WHMC-FM
- Conway, South Carolina; United States;
- Broadcast area: Myrtle Beach, South Carolina
- Frequency: 90.1 MHz
- Branding: WHMC 90.1

Programming
- Format: Public radio; News/Talk
- Affiliations: National Public Radio

Ownership
- Owner: South Carolina Educational TV Commission

History
- First air date: 1981; 45 years ago

Technical information
- Licensing authority: FCC
- Facility ID: 60998
- Class: C1
- ERP: 30,000 watts
- HAAT: 215 meters
- Transmitter coordinates: 33°57′5.00″N 79°6′31.00″W﻿ / ﻿33.9513889°N 79.1086111°W

Links
- Public license information: Public file; LMS;
- Website: www.southcarolinapublicradio.org

= WHMC-FM =

WHMC-FM (90.1 FM) is a public radio station, licensed to Conway, South Carolina, and serving the Grand Strand. The station is owned by South Carolina Educational TV Commission.

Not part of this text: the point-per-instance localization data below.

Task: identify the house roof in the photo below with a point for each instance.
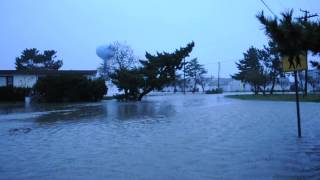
(46, 72)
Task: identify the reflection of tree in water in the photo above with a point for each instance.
(78, 114)
(137, 110)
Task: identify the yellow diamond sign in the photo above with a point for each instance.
(295, 64)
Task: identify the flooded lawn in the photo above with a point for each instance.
(163, 137)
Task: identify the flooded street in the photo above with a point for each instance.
(162, 137)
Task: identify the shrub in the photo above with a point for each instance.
(69, 88)
(11, 93)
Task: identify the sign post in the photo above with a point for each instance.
(296, 64)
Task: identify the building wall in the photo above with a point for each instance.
(24, 80)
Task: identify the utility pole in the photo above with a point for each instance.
(305, 19)
(184, 75)
(219, 75)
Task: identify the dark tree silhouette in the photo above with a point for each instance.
(31, 59)
(251, 71)
(195, 71)
(155, 72)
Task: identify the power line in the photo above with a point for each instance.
(265, 4)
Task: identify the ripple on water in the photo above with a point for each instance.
(169, 137)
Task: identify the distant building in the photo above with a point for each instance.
(29, 78)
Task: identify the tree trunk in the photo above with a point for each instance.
(273, 84)
(306, 83)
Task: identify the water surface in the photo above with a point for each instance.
(162, 137)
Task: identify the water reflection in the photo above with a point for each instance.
(170, 137)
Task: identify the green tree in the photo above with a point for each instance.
(272, 63)
(32, 59)
(154, 73)
(288, 34)
(115, 56)
(251, 71)
(195, 72)
(313, 39)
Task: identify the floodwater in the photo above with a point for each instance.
(162, 137)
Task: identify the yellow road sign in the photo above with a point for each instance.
(296, 64)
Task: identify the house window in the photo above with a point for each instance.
(9, 80)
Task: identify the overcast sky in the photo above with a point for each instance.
(222, 29)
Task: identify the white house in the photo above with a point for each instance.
(29, 78)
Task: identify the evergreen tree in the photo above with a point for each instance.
(154, 73)
(272, 63)
(251, 71)
(195, 71)
(31, 59)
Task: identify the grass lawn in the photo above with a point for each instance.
(277, 97)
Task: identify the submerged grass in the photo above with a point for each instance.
(277, 97)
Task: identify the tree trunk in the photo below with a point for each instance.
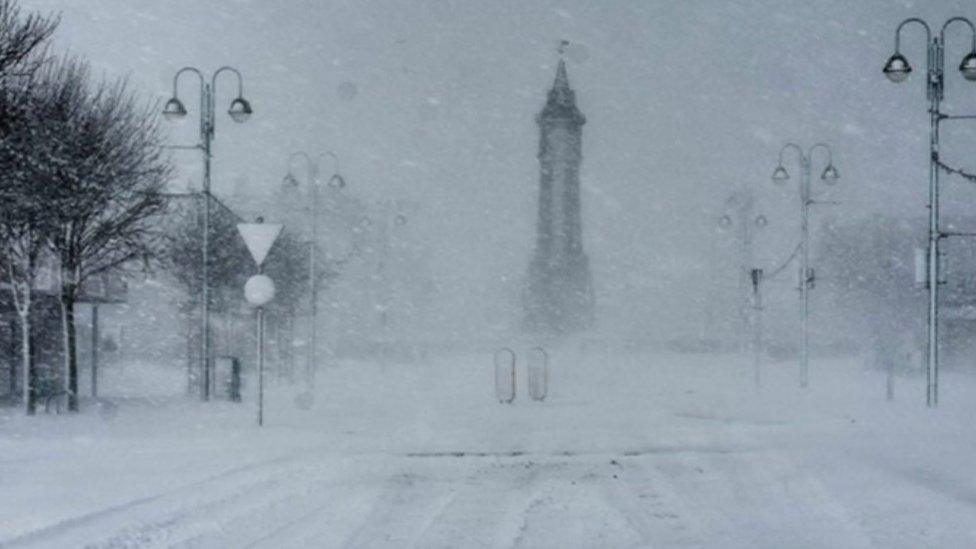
(70, 344)
(30, 391)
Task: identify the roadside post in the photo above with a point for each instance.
(259, 290)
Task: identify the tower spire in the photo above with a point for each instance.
(562, 80)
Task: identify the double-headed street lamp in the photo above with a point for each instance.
(829, 176)
(897, 70)
(743, 204)
(239, 111)
(739, 216)
(336, 182)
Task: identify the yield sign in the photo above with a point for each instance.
(259, 238)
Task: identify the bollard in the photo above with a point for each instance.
(505, 375)
(538, 373)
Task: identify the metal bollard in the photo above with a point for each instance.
(505, 375)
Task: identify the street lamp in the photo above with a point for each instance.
(239, 111)
(739, 214)
(829, 176)
(897, 70)
(336, 182)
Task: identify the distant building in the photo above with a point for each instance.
(558, 297)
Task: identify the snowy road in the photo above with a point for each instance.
(410, 464)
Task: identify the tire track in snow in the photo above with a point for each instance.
(482, 506)
(649, 503)
(401, 512)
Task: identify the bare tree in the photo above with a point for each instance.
(104, 173)
(22, 39)
(22, 44)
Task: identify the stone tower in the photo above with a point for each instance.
(558, 295)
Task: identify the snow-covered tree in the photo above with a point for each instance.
(103, 167)
(22, 236)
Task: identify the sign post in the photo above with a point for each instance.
(259, 289)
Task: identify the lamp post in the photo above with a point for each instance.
(336, 182)
(239, 111)
(829, 176)
(739, 215)
(743, 204)
(897, 70)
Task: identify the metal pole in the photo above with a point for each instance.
(260, 366)
(206, 132)
(312, 321)
(804, 269)
(757, 341)
(935, 92)
(94, 350)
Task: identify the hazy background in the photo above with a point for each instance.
(434, 102)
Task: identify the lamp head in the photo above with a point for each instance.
(897, 68)
(337, 182)
(240, 110)
(289, 181)
(174, 109)
(830, 175)
(780, 175)
(968, 66)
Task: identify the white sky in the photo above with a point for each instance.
(683, 100)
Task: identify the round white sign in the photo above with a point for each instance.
(259, 290)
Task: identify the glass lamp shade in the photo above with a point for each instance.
(174, 109)
(780, 175)
(968, 67)
(240, 110)
(830, 175)
(897, 68)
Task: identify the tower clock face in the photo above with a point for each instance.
(561, 142)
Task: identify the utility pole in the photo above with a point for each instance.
(897, 70)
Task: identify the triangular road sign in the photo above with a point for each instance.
(259, 238)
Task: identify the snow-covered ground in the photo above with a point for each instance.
(628, 451)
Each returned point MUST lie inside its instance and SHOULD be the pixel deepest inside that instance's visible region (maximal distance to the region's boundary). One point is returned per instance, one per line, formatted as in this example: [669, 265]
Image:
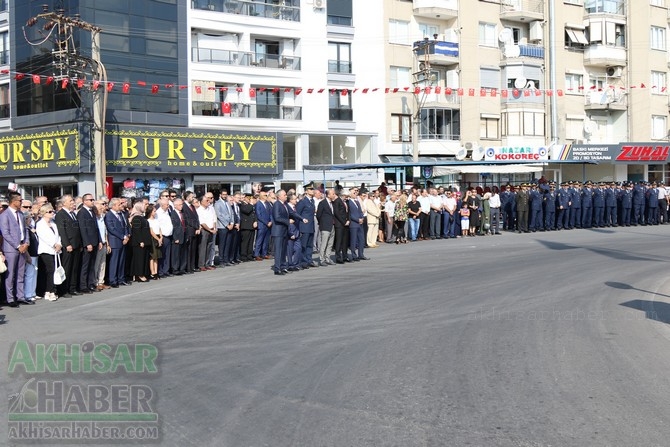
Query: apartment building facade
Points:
[201, 95]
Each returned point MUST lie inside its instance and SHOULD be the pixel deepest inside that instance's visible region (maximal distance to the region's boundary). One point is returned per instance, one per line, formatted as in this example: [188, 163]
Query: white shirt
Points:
[207, 216]
[165, 222]
[425, 204]
[494, 201]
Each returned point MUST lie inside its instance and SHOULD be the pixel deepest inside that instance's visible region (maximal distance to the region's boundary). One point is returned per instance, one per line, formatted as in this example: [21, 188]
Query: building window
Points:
[339, 106]
[489, 78]
[399, 32]
[489, 128]
[575, 38]
[4, 101]
[339, 57]
[659, 127]
[574, 83]
[657, 38]
[399, 77]
[427, 30]
[487, 35]
[401, 128]
[340, 12]
[658, 82]
[440, 124]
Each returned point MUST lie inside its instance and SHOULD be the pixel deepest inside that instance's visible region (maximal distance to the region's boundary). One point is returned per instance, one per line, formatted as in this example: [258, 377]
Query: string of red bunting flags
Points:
[125, 87]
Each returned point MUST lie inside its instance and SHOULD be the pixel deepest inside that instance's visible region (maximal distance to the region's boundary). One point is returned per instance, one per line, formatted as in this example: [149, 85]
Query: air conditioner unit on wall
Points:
[614, 72]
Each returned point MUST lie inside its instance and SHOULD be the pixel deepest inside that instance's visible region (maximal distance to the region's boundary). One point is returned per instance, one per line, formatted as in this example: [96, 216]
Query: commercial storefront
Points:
[140, 161]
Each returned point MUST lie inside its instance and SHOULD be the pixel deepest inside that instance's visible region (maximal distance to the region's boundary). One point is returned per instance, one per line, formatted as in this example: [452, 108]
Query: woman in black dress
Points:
[140, 241]
[474, 202]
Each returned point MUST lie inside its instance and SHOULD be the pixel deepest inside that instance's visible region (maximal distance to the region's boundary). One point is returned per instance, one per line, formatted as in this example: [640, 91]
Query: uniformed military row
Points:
[539, 207]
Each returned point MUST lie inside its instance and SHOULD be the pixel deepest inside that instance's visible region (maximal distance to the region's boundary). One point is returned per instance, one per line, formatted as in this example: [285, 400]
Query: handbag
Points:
[59, 271]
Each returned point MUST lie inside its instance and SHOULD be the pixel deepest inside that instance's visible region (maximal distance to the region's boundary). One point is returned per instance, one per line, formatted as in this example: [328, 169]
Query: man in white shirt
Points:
[424, 226]
[165, 222]
[450, 214]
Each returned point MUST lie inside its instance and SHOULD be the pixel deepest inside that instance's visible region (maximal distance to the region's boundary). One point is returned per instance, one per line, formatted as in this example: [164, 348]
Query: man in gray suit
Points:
[225, 222]
[15, 245]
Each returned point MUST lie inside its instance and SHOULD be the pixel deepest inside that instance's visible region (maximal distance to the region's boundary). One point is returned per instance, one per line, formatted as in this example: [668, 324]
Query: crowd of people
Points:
[102, 244]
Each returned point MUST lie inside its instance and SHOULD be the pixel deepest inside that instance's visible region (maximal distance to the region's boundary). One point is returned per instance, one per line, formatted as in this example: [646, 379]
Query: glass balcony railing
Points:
[276, 10]
[228, 57]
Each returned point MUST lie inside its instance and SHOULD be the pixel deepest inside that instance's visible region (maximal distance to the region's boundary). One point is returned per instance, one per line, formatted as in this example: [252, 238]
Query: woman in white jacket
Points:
[48, 247]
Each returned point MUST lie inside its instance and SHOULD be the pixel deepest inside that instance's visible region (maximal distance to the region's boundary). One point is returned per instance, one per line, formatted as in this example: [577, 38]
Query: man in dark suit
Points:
[15, 245]
[90, 239]
[192, 232]
[356, 234]
[325, 217]
[281, 213]
[118, 235]
[70, 235]
[264, 217]
[307, 210]
[248, 225]
[341, 225]
[178, 236]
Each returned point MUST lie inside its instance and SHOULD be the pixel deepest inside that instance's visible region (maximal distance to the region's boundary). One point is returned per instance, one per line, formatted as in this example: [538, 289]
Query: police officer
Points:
[587, 204]
[550, 208]
[598, 206]
[563, 205]
[610, 206]
[626, 204]
[638, 203]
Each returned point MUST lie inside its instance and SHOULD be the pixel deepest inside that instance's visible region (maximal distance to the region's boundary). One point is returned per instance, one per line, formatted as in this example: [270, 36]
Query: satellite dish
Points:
[505, 35]
[520, 82]
[478, 154]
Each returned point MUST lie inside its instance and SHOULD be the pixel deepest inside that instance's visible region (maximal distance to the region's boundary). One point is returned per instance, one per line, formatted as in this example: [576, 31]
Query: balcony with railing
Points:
[605, 99]
[444, 9]
[278, 10]
[227, 57]
[522, 10]
[241, 110]
[439, 52]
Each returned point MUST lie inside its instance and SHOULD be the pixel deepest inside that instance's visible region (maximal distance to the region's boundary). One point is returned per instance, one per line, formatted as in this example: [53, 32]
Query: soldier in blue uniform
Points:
[563, 205]
[550, 207]
[610, 206]
[598, 206]
[638, 203]
[575, 206]
[652, 205]
[587, 204]
[536, 202]
[626, 203]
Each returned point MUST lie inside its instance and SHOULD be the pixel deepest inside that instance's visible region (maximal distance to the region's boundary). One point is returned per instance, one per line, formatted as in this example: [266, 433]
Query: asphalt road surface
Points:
[542, 339]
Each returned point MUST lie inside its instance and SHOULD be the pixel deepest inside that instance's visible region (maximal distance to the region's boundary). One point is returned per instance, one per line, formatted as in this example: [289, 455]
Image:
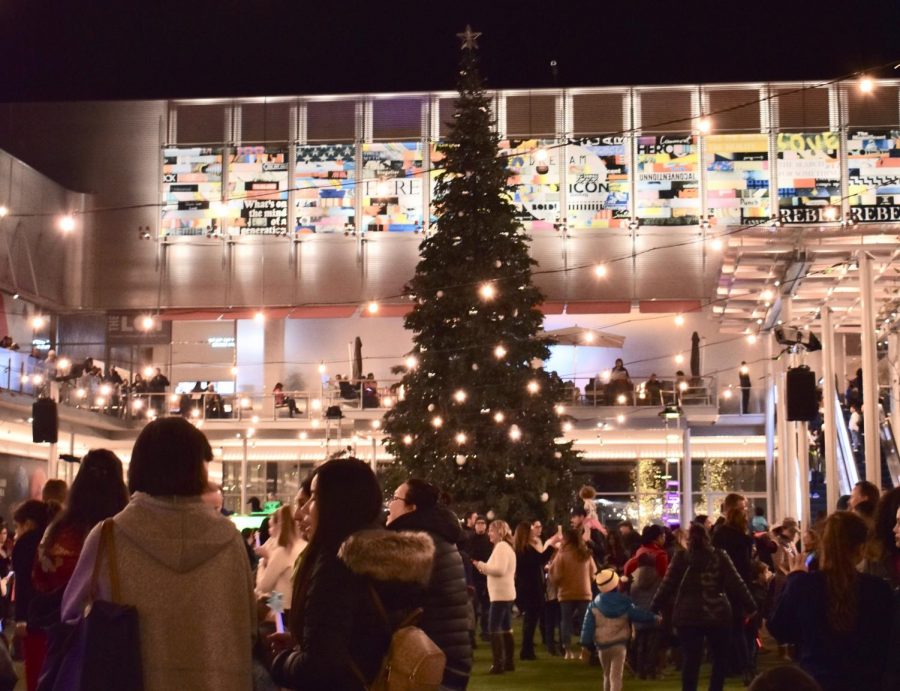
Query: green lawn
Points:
[551, 673]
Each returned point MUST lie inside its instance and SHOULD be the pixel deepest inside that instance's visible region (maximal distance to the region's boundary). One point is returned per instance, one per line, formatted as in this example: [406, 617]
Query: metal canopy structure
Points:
[815, 267]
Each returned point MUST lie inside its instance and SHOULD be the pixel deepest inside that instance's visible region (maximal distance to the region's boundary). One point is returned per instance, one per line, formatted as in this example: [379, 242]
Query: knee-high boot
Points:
[509, 651]
[497, 652]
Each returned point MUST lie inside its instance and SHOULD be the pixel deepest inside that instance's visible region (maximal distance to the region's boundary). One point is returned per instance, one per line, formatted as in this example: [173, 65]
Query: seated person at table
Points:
[213, 402]
[282, 401]
[619, 382]
[370, 391]
[653, 390]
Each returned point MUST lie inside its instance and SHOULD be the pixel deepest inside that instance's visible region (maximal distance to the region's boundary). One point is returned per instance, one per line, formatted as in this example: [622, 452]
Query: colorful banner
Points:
[192, 182]
[809, 180]
[874, 183]
[535, 178]
[667, 181]
[325, 188]
[597, 187]
[257, 191]
[737, 178]
[391, 187]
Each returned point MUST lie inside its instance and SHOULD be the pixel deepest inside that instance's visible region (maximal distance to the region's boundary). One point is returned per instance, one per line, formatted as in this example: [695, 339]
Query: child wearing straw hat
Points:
[607, 625]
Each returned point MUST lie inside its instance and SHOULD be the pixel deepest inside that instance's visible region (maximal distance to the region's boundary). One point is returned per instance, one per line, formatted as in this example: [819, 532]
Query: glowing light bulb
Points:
[487, 291]
[67, 223]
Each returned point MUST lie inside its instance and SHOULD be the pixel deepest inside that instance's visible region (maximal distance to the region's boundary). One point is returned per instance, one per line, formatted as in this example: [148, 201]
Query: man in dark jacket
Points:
[415, 507]
[479, 548]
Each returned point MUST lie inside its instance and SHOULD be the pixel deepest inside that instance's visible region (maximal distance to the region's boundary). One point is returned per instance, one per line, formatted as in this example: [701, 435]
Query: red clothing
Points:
[658, 553]
[55, 562]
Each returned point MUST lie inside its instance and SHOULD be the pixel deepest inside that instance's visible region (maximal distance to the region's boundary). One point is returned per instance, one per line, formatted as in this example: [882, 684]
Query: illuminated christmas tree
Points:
[478, 415]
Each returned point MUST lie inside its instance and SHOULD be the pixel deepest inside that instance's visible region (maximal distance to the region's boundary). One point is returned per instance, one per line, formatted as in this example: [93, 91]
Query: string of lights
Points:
[866, 85]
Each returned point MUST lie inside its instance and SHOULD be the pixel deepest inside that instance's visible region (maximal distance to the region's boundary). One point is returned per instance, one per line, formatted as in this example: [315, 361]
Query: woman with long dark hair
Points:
[97, 492]
[531, 557]
[30, 519]
[705, 588]
[572, 571]
[347, 569]
[181, 565]
[837, 617]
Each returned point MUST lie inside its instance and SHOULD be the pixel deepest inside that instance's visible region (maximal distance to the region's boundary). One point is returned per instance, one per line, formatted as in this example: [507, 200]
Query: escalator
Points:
[890, 459]
[848, 470]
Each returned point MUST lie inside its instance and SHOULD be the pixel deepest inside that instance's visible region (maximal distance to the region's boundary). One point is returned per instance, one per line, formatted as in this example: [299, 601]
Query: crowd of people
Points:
[316, 601]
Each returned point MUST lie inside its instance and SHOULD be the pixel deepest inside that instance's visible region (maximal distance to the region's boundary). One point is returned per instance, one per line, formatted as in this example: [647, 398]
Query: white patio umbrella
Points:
[576, 336]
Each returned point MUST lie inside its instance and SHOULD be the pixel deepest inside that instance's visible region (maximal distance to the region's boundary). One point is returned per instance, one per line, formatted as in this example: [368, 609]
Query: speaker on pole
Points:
[802, 401]
[44, 421]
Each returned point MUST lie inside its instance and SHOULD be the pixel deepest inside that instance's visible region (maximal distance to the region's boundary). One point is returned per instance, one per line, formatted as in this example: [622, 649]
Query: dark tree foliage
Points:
[511, 458]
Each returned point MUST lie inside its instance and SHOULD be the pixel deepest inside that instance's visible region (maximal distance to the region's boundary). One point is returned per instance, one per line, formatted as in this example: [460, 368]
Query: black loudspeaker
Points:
[801, 394]
[44, 421]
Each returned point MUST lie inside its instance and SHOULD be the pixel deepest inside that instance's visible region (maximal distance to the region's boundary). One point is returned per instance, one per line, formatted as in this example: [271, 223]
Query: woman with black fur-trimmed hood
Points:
[337, 634]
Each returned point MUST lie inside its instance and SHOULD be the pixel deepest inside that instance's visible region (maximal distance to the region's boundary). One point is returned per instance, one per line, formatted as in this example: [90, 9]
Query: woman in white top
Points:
[284, 546]
[500, 570]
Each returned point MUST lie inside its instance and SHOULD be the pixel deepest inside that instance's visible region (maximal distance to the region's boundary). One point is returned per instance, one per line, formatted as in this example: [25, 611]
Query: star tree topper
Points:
[469, 38]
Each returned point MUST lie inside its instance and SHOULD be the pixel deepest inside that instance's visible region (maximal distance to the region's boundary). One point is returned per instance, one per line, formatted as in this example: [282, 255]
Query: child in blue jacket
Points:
[607, 625]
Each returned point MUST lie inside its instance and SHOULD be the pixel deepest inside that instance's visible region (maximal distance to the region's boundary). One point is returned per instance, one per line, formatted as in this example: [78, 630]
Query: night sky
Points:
[161, 48]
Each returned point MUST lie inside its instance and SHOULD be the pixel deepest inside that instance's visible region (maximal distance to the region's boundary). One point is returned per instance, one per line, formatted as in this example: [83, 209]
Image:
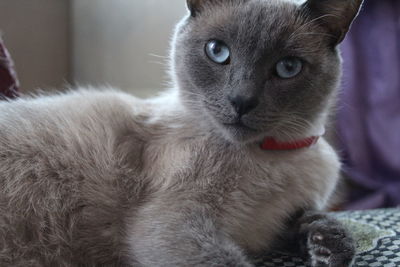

WHMC-FM is a member of NPR and an affiliate of South Carolina Public Radio's all-news network, airing a talk radio format with some jazz and special music programs on weekends.

==History==
This station signed on in 1981 and played classical music most of the time until 2005, when the decision was made to provide more NPR news programming to the Grand Strand.